As he spoke, I began to untie Ellen, but scarcely had I begun when Sam Bradley came in and took the job from my hands. In a moment, they were in each other’s arms, laughing or crying, I couldn’t tell which.
“You were already on this case? You knew about Merrano?”
“We knew what was going on but had no evidence. It was your tip on the Ramsey killing that gave us a break. Ramsey was a small-time crook, not quite right in the head, but nobody in the service groups knew him as anything but a quiet ex-soldier, and that was usually the case. He had done time, however, and he worked with Pete on small jobs, but when Merrano put the snatch on Ellen Bradley, Ramsey got cold feet. He was going to talk to us, so they killed him.
“That gave us a direct lead because we knew who he had been working with. They killed him, but somehow Merrano found out Ramsey had written a letter to the D.A. telling him all he knew, so they came back to search the house for it. Then they ran into you.”
Mooney gave me a sour smile. “You had a close shave in that car. We found it in Redondo shot full of holes.”
“You lost us?”
“Unfortunately. In the meanwhile, Sam Bradley found out his wife wasn’t with her sister, so he came to us and filled us in. After you left Sergeant Mulrennan, she gave us the rest of the story.”

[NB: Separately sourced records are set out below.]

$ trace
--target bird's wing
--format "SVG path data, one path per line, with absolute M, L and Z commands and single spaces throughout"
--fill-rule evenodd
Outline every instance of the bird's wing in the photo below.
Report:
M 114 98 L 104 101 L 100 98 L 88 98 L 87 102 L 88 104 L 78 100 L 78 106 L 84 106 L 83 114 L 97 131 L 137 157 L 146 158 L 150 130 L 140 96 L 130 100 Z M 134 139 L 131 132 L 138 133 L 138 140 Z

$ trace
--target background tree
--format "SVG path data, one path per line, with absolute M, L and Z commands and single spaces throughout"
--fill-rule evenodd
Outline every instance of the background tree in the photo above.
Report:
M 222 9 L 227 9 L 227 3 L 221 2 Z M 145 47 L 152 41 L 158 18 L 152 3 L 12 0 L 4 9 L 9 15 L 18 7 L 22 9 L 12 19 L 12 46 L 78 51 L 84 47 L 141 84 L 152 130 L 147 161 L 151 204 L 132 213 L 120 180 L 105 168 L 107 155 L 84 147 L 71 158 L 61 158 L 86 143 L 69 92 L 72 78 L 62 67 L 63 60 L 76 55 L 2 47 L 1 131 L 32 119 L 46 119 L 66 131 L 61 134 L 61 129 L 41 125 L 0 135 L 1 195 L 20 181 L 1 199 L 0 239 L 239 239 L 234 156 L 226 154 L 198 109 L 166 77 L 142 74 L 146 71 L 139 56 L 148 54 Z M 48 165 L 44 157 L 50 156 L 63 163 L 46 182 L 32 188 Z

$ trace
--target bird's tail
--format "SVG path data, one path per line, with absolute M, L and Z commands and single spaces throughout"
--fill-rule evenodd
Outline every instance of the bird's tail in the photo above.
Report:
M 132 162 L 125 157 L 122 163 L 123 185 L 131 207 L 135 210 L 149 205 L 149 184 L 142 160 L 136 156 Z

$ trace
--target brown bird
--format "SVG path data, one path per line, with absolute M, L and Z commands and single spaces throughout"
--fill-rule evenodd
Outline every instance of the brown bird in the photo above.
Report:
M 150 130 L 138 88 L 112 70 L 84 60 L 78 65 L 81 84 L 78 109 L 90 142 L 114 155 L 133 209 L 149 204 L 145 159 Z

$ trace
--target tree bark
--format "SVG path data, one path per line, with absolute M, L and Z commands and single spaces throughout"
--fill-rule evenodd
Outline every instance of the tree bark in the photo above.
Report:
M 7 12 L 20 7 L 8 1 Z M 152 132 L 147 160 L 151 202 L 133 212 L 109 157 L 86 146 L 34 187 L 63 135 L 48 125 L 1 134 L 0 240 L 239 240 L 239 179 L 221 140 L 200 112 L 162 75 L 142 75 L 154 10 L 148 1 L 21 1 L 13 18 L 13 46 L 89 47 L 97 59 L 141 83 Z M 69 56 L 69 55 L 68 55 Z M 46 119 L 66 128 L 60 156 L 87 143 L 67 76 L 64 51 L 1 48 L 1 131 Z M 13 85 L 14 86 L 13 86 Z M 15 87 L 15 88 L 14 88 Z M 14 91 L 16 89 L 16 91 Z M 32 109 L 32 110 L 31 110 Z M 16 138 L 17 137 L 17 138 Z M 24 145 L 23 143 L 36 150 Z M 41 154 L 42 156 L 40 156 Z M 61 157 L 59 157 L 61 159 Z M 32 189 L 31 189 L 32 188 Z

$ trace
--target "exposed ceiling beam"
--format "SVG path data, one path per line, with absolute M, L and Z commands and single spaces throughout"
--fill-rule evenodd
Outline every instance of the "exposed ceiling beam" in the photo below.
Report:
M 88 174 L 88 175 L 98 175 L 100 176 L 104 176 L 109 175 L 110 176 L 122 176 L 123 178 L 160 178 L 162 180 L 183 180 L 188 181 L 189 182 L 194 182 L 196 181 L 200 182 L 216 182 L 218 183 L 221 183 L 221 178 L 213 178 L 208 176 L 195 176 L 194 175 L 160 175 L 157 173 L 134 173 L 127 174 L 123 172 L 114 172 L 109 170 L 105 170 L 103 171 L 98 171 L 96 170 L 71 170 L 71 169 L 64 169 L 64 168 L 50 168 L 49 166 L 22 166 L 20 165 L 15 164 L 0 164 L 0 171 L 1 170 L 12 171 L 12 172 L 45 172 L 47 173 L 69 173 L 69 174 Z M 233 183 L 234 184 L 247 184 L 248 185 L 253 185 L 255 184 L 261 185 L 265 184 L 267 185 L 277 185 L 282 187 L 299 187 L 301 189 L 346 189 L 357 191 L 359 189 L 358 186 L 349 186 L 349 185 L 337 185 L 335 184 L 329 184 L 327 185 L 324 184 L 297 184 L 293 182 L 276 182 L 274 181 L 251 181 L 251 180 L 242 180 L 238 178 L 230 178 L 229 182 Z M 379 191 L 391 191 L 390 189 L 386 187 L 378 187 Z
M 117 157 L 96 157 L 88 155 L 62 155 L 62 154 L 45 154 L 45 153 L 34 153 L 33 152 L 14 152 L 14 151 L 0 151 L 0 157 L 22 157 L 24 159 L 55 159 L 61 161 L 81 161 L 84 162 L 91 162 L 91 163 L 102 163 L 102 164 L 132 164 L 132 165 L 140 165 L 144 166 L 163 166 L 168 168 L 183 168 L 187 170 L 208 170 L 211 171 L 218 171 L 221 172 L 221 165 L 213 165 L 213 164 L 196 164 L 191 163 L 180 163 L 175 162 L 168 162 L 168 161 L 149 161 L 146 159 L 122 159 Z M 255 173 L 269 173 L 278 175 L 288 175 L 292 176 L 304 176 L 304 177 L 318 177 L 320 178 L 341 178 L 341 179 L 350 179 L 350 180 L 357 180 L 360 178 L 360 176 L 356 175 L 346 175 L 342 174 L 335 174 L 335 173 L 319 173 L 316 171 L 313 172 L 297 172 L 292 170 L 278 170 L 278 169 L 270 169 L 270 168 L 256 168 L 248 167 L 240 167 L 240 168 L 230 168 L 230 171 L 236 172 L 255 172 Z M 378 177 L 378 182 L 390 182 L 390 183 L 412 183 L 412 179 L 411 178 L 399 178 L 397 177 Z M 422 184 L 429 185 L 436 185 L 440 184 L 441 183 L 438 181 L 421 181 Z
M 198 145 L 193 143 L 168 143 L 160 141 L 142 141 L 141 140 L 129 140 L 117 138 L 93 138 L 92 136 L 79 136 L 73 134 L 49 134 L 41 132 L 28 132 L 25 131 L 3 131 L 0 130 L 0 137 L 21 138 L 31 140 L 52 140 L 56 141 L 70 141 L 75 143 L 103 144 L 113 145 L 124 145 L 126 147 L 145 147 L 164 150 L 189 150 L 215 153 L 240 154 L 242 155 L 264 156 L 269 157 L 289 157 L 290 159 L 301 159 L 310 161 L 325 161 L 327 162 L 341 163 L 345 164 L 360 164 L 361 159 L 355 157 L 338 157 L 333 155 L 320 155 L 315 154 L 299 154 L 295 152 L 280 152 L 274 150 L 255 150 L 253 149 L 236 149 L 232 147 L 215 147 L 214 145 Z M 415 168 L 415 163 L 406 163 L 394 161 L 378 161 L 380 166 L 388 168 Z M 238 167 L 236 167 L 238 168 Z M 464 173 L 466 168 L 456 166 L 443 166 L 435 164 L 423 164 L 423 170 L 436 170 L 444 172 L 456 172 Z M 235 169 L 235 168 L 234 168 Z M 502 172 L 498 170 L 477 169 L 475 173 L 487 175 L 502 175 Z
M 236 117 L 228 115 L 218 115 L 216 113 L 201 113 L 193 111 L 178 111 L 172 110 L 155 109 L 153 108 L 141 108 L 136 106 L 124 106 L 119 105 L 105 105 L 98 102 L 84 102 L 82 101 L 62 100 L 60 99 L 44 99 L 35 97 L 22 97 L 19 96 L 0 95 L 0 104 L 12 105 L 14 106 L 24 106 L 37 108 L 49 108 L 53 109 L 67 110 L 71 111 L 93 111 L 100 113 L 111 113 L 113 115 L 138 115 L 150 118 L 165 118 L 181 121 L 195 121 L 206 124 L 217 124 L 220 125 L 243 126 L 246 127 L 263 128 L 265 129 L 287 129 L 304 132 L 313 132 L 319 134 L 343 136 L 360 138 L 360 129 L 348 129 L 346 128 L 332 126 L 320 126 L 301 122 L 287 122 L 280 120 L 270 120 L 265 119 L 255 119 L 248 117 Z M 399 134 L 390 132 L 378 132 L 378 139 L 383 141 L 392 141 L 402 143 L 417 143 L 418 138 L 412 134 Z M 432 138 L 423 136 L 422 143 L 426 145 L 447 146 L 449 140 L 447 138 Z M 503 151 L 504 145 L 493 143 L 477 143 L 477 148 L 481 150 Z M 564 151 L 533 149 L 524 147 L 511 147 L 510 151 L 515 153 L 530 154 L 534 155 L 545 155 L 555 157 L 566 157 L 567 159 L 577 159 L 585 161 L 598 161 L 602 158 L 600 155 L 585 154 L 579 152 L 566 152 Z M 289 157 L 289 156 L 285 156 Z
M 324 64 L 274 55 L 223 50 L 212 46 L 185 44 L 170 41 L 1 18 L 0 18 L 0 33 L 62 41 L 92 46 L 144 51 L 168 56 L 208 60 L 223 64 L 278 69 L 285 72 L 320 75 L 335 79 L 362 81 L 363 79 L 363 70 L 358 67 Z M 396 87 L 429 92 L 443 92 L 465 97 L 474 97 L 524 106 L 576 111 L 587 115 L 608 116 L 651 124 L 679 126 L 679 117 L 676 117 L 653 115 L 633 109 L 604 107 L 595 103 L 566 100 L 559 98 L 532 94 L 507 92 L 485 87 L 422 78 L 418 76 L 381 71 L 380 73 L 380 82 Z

Suddenly, I remembered Harry and told Mooney. He ducked out to send men after him, and Ellen came over and said, “Thanks, Kip. Sam told me all you have done.”
Mooney had returned, and Pat was standing by the door when Edward Pollard walked in. He had taken three running steps before he saw Mooney and the other officers. The police cars had been at the side or in back, and he had missed them.
He stopped abruptly. From where I stood, he could not see me, and his eyes were on Mooney.
“It would seem I am a bit late, lieutenant, or is Mr. Merrano in? He asked me to represent him in a criminal case.”
“Merrano?” Mooney shook his head. “No, he’s out of trouble.”
“Oh, I’m sorry. Well, nothing for me, then. I’ll be going. Good morning.”
As he turned, I was moving. That briefcase in the lawyer’s hands had begun to seem awfully heavy. He was walking rapidly for the front door when I ducked out the side, and I reached his car just as he did.
Mooney and others had followed, stopping on the walk while I confronted Pollard.
“Take your hand off the door!” he demanded. “I’ve no time to waste!”
“No, you haven’t, Ed, but in a few weeks you will have plenty of time. You’ll be doing time.”
“I’ve got the card you left at Bradley’s, Ed. You were asking him to come down and walk right into a trap. That card should help to convict you, but I’ve a hunch we’ll find more in the briefcase.”
His eyes were desperate. “Get out of my way!”